Le Traité INF (Intermediate nuclear forces, ou forces nucléaires intermédiaires ) est le traité de désarmement qui a mis fin à la crise des « euromissiles » dans les années 1980, une période de tension dans les relations Est-Ouest, marquée par déploiement de missiles soviétiques SS‑20 et Pershing II des deux côtés du rideau de fer. Il interdit aux signataires[1] la possession, la production et les tests de missiles de croisière et balistiques ayant une portée comprise entre 500 et 5 500 kilomètres. Ces limitations s’appliquent aux missiles sol-sol, mais pas aux missiles embarqués à bord des navires de surface, des sous-marins ou des aéronefs. Le Traité couvre à la fois les missiles équipés de têtes nucléaires et conventionnelles. À l’été 1991, ses signataires avaient rempli leurs obligations puisqu’ils avaient démantelé tous les systèmes ciblés par le Traité. À ce stade, 1 846 missiles avaient été retirés du côté de l’Union soviétique et 846 du côté des États-Unis).

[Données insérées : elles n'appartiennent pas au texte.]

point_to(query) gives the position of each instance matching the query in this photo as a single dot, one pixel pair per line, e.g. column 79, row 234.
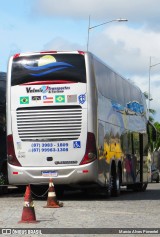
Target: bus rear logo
column 77, row 144
column 24, row 100
column 82, row 98
column 60, row 98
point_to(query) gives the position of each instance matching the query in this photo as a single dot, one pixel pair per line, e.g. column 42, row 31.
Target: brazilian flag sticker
column 24, row 100
column 60, row 98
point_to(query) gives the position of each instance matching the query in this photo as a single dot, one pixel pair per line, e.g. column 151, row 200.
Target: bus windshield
column 48, row 67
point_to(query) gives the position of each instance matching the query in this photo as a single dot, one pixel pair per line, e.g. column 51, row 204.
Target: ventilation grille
column 53, row 123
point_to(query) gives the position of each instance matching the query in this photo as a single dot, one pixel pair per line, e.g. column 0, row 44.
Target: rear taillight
column 91, row 151
column 12, row 159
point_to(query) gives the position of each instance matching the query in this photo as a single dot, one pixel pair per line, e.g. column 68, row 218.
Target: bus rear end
column 47, row 131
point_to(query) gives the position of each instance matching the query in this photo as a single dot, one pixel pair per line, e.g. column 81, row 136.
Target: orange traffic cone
column 28, row 214
column 52, row 200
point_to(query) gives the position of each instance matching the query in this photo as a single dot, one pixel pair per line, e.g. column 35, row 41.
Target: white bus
column 71, row 117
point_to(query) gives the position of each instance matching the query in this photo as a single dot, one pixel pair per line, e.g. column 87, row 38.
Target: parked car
column 154, row 174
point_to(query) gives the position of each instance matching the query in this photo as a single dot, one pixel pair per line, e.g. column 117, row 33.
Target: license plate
column 49, row 173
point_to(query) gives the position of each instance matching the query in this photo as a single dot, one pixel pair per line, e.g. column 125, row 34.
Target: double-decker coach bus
column 71, row 117
column 3, row 154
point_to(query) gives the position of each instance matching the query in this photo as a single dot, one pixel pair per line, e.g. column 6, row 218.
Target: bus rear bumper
column 62, row 175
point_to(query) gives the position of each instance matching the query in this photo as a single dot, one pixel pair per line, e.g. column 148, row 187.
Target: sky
column 131, row 48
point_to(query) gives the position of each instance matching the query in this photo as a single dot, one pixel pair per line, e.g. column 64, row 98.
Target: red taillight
column 12, row 159
column 91, row 151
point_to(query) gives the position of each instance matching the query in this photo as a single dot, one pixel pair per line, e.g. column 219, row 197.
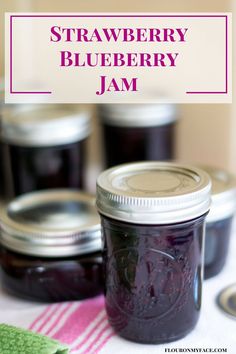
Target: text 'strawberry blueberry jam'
column 137, row 132
column 153, row 221
column 219, row 220
column 46, row 148
column 51, row 246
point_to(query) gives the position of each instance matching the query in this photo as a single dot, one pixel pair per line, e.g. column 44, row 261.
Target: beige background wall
column 206, row 133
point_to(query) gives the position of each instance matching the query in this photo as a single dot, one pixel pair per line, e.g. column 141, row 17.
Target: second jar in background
column 137, row 132
column 219, row 220
column 46, row 148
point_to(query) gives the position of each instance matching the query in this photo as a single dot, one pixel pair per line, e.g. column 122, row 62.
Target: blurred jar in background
column 137, row 132
column 219, row 220
column 46, row 147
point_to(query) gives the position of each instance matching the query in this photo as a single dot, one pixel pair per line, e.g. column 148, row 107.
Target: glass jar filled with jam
column 51, row 246
column 153, row 221
column 219, row 220
column 137, row 132
column 46, row 148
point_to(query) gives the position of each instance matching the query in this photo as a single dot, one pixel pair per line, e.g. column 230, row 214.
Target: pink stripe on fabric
column 40, row 317
column 90, row 333
column 79, row 320
column 88, row 350
column 58, row 318
column 105, row 340
column 48, row 317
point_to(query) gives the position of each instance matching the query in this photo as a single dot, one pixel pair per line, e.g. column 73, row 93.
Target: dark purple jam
column 52, row 279
column 37, row 168
column 216, row 246
column 130, row 144
column 153, row 278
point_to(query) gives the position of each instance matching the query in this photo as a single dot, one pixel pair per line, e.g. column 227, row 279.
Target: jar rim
column 45, row 126
column 153, row 192
column 51, row 224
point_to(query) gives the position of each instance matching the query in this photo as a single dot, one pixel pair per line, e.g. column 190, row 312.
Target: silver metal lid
column 57, row 223
column 226, row 300
column 137, row 115
column 153, row 192
column 46, row 126
column 223, row 193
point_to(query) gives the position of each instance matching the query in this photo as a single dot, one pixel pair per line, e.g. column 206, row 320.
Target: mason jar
column 51, row 246
column 137, row 132
column 46, row 148
column 153, row 221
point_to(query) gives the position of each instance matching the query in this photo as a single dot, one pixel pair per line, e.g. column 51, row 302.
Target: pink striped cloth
column 83, row 326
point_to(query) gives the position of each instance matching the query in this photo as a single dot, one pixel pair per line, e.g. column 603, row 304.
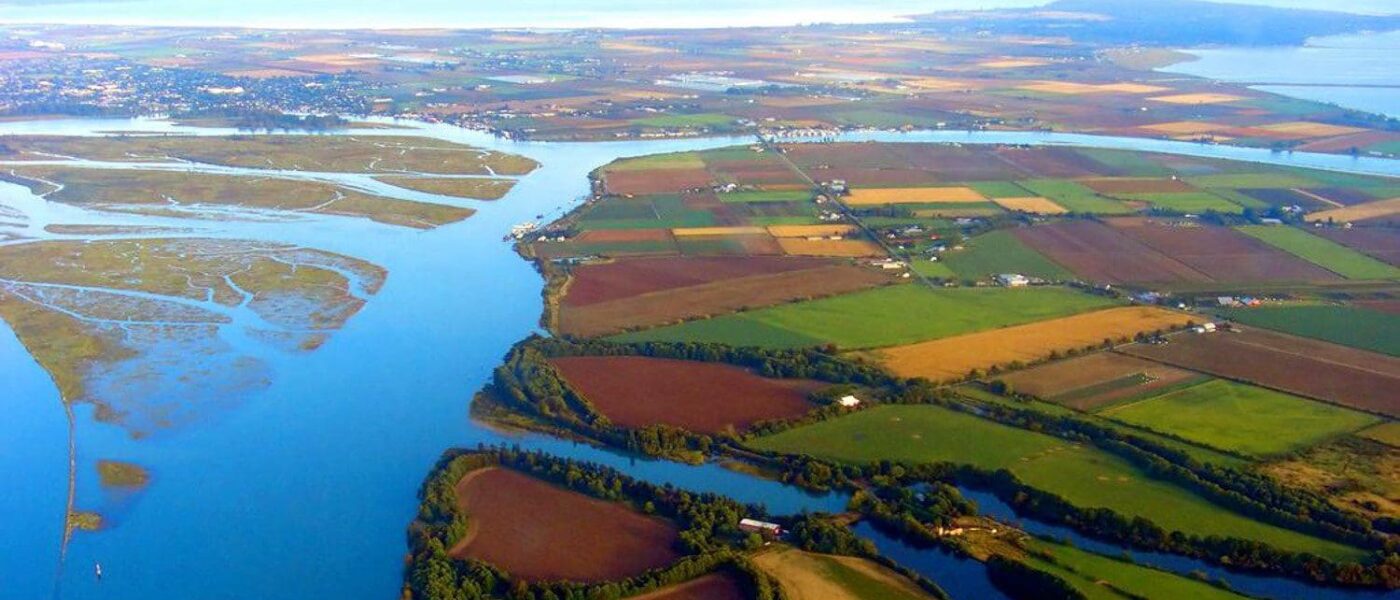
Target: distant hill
column 1162, row 23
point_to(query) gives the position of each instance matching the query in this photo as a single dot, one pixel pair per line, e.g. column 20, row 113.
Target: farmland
column 1354, row 326
column 818, row 576
column 1327, row 255
column 1241, row 418
column 1081, row 474
column 700, row 396
column 1298, row 365
column 955, row 357
column 1096, row 379
column 885, row 316
column 538, row 532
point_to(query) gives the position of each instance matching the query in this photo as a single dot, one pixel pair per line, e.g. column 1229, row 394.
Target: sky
column 524, row 13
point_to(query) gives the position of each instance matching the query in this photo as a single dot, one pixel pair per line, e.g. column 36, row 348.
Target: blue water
column 1348, row 70
column 303, row 490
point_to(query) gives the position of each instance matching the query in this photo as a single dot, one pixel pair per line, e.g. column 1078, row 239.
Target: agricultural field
column 1000, row 252
column 1323, row 253
column 882, row 316
column 1098, row 379
column 1297, row 365
column 539, row 532
column 1082, row 474
column 700, row 396
column 955, row 357
column 1091, row 574
column 821, row 576
column 1354, row 326
column 1241, row 418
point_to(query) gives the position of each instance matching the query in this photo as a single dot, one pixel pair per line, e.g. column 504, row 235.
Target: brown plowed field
column 1098, row 252
column 1381, row 242
column 1096, row 379
column 718, row 297
column 629, row 277
column 714, row 586
column 655, row 181
column 1224, row 253
column 1298, row 365
column 539, row 532
column 699, row 396
column 955, row 357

Le 1er  février 2019, le président Trump a annoncé que les États-Unis se retiraient du Traité signé en 1987. Le lendemain, le gouvernement russe, par l’intermédiaire du ministre des Affaires étrangères Lavrov, a lui aussi annoncé la suspension de l’application du Traité, qui prendra donc fin en août 2019.

La fin de ce Traité est significative parce que le (re-)déploiement des systèmes visés rend le jeu de la dissuasion moins lisible et plus risqué mais également parce qu’il confirme le démantèlement progressif du régime de gestion des armements nucléaires hérités de la Guerre froide.